Saturday, January 17, 2009

Dutch Freezing Over

From Drudge and the International Herald Tribune.

So what is normal for the Dutch makes big news. Does this mean all is good and there was no such thing as Global Warming?

"Canal ice helps Dutch rediscover national identity
By John Tagliabue
Published: January 16, 2009
" Canal ice helps Dutch rediscover national identity - International Herald Tribune

NIEUWERKERK AAN DEN IJSSEL, Netherlands: For the first time in 12 years, the Netherlands' canals froze this month, bringing the Dutch, who like their tulips in neat rows, a heady mix of pandemonium and euphoria.

Hundreds of thousands of skaters, their cheeks as red as apples in the freezing temperatures, took to the ice, and hospital wards were filled with dozens of people with fractured arms, sprained ankles and broken legs.

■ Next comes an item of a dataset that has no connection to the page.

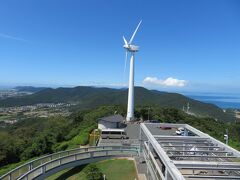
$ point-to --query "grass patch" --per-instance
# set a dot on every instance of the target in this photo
(114, 169)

Train engineers were ordered to go slowly to avoid hitting skaters who clambered across railway tracks to get from one frozen canal to another. Even the minister of defense, an avid skater, fell and broke his wrist. His ministry announced that the national defense remained in safe hands, even if one of them was in a cast.

In the 19th century, when Hans Brinker, the hero of the novel in which he tries to win a pair of silver skates, coasted along Holland's ice, the canals froze almost every year. But water pollution and climate change have made this so rare that today a boy of 15, Brinker's age, may never have seen a frozen canal, or at least remember one. Until, that is, this year.

"For us, it's in our genes," said Gus Gustafsson, 68, a retired insurance executive, explaining why he and his wife had rushed out to buy new skates and take to the ice under a cloudless blue sky. "It was like a frenzy that came over people, including lots of kids, like my granddaughter, who is 5." With thousands of others, they skated northeast toward the cheese capital, Gouda, then toward Utrecht.
Look how this evil businessman is making big evil money! The government should be buying skates for the Dutch. Evil American Capitolism spreads to the Dutch.
But over at Haitsma, a big hardware and skating supply store, Henk Haitsma, 62, the owner, was not complaining. His shelves were swept clean. "I sold 3,000 to 4,000 pairs of skates in the last 10 days," he said. In that much time he would have sold several hundred in other years.

The Dutch, famed for their champion speed skaters, like to go first class on the ice. The most expensive pair Haitsma sells, fancy skates with hinged blades, retails for $1,190. Other expensive models have removable linings that are put in a microwave oven, then pulled over the skater's foot, where they shrink to the perfect size. Many of the store's skates have removable blades, enabling skaters to walk off the ice without damaging the edges.